Ethereum has exploded in popularity to become the "reserve currency" of the decentralized finance (DeFi) world. Right now, the Ethereum blockchain powers over $341 million worth of transactions per day using decentralized applications (dApps), or smart contract -- agreements that are triggered automatically. Investors using dApps are purchasing non-fungible tokens, or digital certificate of ownership, which have become red-hot in the art and entertainment world; swapping altcoins -- everything except Bitcoin -- on decentralized exchanges (DEX); or even playing on blockchain casinos.
But here's the game changer: Right now, the Ethereum network runs at a plodding 15 transactions per second. That makes it hard to boost the number of DeFi protocols or dApps it can handle.
That's all set to change next year with the introduction of sharding. In this new setup, network custodians (known as nodes) would only need to keep a copy of the ledger of the transactions they are validating instead of transactions of the entire network. Ethereum developers plan to have 64 shards at inception, which isn't a lot. But Ethereum co-founder, Vitalik Buterin, intends eventually to deploy enough shards to scale the network to more than 100,000 transactions per second, which would exponentially accelerate the development of dApps.
Since its inception, ETH has returned more than 102,000%.
Tether is a stablecoin built on the Ethereum blockchain that is pegged at an exchange rate of 1:1 to the U.S. dollar. The peg isn't what makes Tether appealing, and I don't think investors should try to profit by buying the token when it is trading for $0.9999 and selling it when it hits $1.0000. Instead, they should lend it out and earn interest!
Nowadays, crypto developers and investors alike need loans to cover either the cost of building crypto infrastructure projects or everyday expenses -- without selling their crypto holdings. That's where Tether comes in. On most DeFi platforms, users can earn as much as 12% a year by lending out their Tether. Worry not: Borrowers are required to pledge their own crypto as collateral for the duration of the loan.

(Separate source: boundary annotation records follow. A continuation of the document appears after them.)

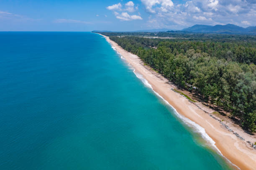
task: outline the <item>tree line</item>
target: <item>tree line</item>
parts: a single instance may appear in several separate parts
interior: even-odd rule
[[[230,112],[243,128],[256,130],[255,42],[110,37],[178,86]]]

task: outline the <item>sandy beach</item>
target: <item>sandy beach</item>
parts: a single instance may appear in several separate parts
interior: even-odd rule
[[[245,140],[239,139],[219,121],[210,116],[183,96],[172,90],[172,88],[176,87],[168,83],[168,80],[163,76],[151,70],[148,66],[144,65],[137,56],[125,51],[109,37],[102,35],[134,68],[136,72],[143,75],[151,85],[154,90],[168,101],[179,114],[205,129],[225,157],[241,170],[256,170],[256,150],[248,146],[246,142],[247,140],[253,140],[254,137],[250,136],[239,127],[230,125],[230,127],[232,127],[232,130],[234,132],[237,131]]]

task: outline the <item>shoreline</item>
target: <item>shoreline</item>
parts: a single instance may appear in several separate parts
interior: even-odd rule
[[[125,51],[108,37],[98,34],[103,36],[115,48],[134,68],[135,72],[141,74],[150,85],[153,91],[174,108],[178,114],[204,129],[207,135],[214,141],[217,150],[225,158],[241,170],[255,169],[256,150],[246,146],[246,141],[239,139],[223,128],[217,120],[209,116],[179,94],[171,90],[175,86],[168,83],[169,81],[165,78],[152,72],[150,68],[144,65],[137,55]]]

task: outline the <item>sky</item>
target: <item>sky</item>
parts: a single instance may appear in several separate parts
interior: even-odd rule
[[[113,31],[256,25],[256,0],[0,0],[0,31]]]

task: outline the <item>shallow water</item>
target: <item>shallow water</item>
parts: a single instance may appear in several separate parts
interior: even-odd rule
[[[3,170],[230,169],[90,32],[0,32]]]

So if a borrower defaults, the lender automatically gets their money back via execution of a smart contract. In addition, the contracts allow owners of Tether to lend out their coins again, which can produce even higher returns.
Whatever the return, it will be a lot more than the paltry 0.01% to 0.05% paid on deposit accounts at most banks. One cautionary note: Tether holders should only invest in projects audited by crypto-security firms such CertiK. Otherwise, they could very well be scams.
Speaking of which, Aave happens to be one of the DeFi platforms audited by CertiK. Total value locked, or money wrapped in smart contracts, on the Ethereum-based DeFi protocol has surpassed $10 billion.
Aave tokens have returned over about 53,000% since their inception in 2017, even after the latest sell-off. Borrowers can receive reduced fees and borrow more if they use AAVE instead of regular crypto as collateral for a loan.
The platform is unique because it allows users to borrow and lend in 20 different types of cryptocurrencies. These include Tether, as well as pledging ETH as collateral. What's more, Aave works just like a traditional bank, offering both variable and fixed-rate loans (the former for as little as 3% interest per year). So you can borrow on Aave, sell the Tether stablecoin loan on exchanges like Binance for fiat money, and then use the funds to pay off credit card debt, avoiding the compounding interest expense of 20% per year. Check out both this amazing token and the platform when you get a chance.